Dijital medya ve iletişim teknolojisindeki patlamayla oluşan yeni medya düzeni haber kurumlarına hem fırsatlar sağlıyor, hem de zorluklar oluşturuyor. 2012’de haber alıcılar artık pasif tüketiciler değiller – onlar artık haber içeriklerinin yapımcıları, yani haber yapım sürecinin katılımcıları. Fakat her saniye milyonlarca tweet, her dakika binlerce fotoğraf ve video yüklenen bir ortamda neye ve kime güveneceğimizi nasıl bilebiliriz? Bazı haber kurumları hala bu zorlukla başa çıkmaya çalışıyorlar.

Storyful’un gazeteciliğinin yapıtaşlarından biri sosyal medyada paylaşılan içerikleri doğrulamak. Her video ve görsel ekibimizin çetin incelemesine tabi tutuluyor. Bill de Vasher’in 1993 yapımı The Firm filminde söylediği gibi: “Şüphe duyulacak hiçbir şey yokken şüphe duymak için para alıyorum”. Dijital ortamda ücretsiz olan bu kadar çok içerik varken, sosyal medyada keşfettiğimiz her tür içeriğe doğal bir şüpheyle yaklaşmamız gerektiğini kabul etmek zorundayız. Yoksa çok kolay kandırılabiliriz.

Kaynağa yaklaşmak

Genellikle internette paylaşılan içerikler orijinal bir kaynaktan kopyalanmış oluyor. Görseller bazen bölünmüş ve kesilmiş olabiliyor; tanım, başlık ve yükleme tarihleri değiştirilebiliyor. Bizim ilk adımımız orijinal kaynağa yaklaşmak – bu da birkaç teknik gerektiriyor. İmaj karşılaştırma tekniği video resimlerinin ilk yüklemesini bulmamızı sağlıyor. Görselin içerisine yerleştirilmiş verileri incelemek daha fazla bilgi sağlıyor. Ve arama motorlarında kullanılabilecek anahtar kelimeler bularak genellikle bir video ya da görselin ilk yüklemesini bulabiliyoruz.
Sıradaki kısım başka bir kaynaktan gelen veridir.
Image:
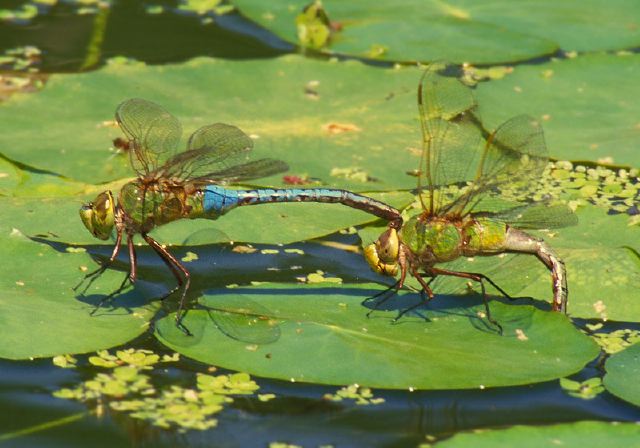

Bir kaynak tespit edildiği zaman geleneksel yazılı basın ve televizyon gazeteciliğinde olduğu gibi o kişiyi değerlendiriyoruz. Onlarla etkileşime giriyoruz ve dijital ayak izlerini araştırıyoruz. Genellikle bu izler ‘geleneksel’ kaynaklara oranla daha fazla bilgi sağlıyor.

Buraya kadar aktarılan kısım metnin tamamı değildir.